Astronomers have spotted what’s been confirmed as a collision between two asteroids that took place just last year beyond the orbit of Mars.
After the debris was spotted, a team from the Max Planck Institute for Solar System Research (MPS) in Germany examined data from the OSIRIS camera onboard the European Space Agency’s Rosetta probe.
From these images, the team was able to study the debris trail in sufficient detail to confirm that this was indeed an inter-asteroid collision – and to actually date the initial impact time to within a five day period in February 2009.
“It has long been suspected that such collisions are taking place within the asteroid belt, but never before have the remains been observed so soon after the impact event and dated with such precision,” says Dr Stephen Lowry of the University of Kent.

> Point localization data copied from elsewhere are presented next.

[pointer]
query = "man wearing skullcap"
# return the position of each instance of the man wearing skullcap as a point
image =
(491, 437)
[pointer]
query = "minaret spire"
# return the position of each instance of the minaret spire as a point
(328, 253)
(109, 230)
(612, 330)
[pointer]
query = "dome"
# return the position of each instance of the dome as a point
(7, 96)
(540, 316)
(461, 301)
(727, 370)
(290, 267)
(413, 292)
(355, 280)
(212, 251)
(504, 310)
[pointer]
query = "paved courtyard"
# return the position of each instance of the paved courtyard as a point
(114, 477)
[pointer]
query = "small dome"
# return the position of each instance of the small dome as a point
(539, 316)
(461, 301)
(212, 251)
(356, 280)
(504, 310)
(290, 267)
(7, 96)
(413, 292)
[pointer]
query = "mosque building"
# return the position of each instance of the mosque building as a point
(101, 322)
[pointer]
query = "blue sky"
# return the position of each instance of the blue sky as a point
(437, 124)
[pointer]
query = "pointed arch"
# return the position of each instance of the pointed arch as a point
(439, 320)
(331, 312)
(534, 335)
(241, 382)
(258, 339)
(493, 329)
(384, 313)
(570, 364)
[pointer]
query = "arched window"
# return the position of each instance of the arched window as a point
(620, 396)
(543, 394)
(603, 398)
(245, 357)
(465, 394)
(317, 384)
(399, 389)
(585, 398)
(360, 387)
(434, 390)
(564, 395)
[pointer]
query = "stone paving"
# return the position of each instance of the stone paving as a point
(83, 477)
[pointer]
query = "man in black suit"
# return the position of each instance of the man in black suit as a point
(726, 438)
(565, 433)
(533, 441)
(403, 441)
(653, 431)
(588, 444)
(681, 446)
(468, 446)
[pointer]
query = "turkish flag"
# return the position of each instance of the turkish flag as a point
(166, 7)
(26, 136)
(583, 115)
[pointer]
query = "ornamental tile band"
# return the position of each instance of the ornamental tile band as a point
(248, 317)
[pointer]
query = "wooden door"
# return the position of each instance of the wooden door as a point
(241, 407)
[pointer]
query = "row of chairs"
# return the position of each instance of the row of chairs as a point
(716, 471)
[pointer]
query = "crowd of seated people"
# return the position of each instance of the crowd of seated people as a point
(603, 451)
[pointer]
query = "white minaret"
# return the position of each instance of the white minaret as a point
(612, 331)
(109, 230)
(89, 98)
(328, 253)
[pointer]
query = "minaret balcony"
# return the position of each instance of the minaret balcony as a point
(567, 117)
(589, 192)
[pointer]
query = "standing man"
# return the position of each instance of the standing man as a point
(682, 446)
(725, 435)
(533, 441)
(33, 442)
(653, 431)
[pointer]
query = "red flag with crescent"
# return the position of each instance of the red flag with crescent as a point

“Asteroid astronomers can now, for the first time, study the physics of an impact debris trail as well as establishing how collisions of this nature supply the solar systems inventory of dust particles. These dust particles contribute to the well known phenomenon that is visible from Earth known as the Zodiacal Light.”
While the asteroid belt contains several million large and small fragments of rock, most collisions go unobserved. Until now, most of what scientists know about collisions between asteroids has been deduced from the presence of diffuse bands of dust spreading across the whole sky and representing events from the remote past.
“In comparison, it was practically yesterday that the asteroid named P/2010 A2 bumped into a small rock with a diameter of only a few meters,” says lead author Dr Colin Snodgrass of MPS. He compares the discovery to “finding a fresh dinosaur body instead of having to figure out how they looked from fossils”.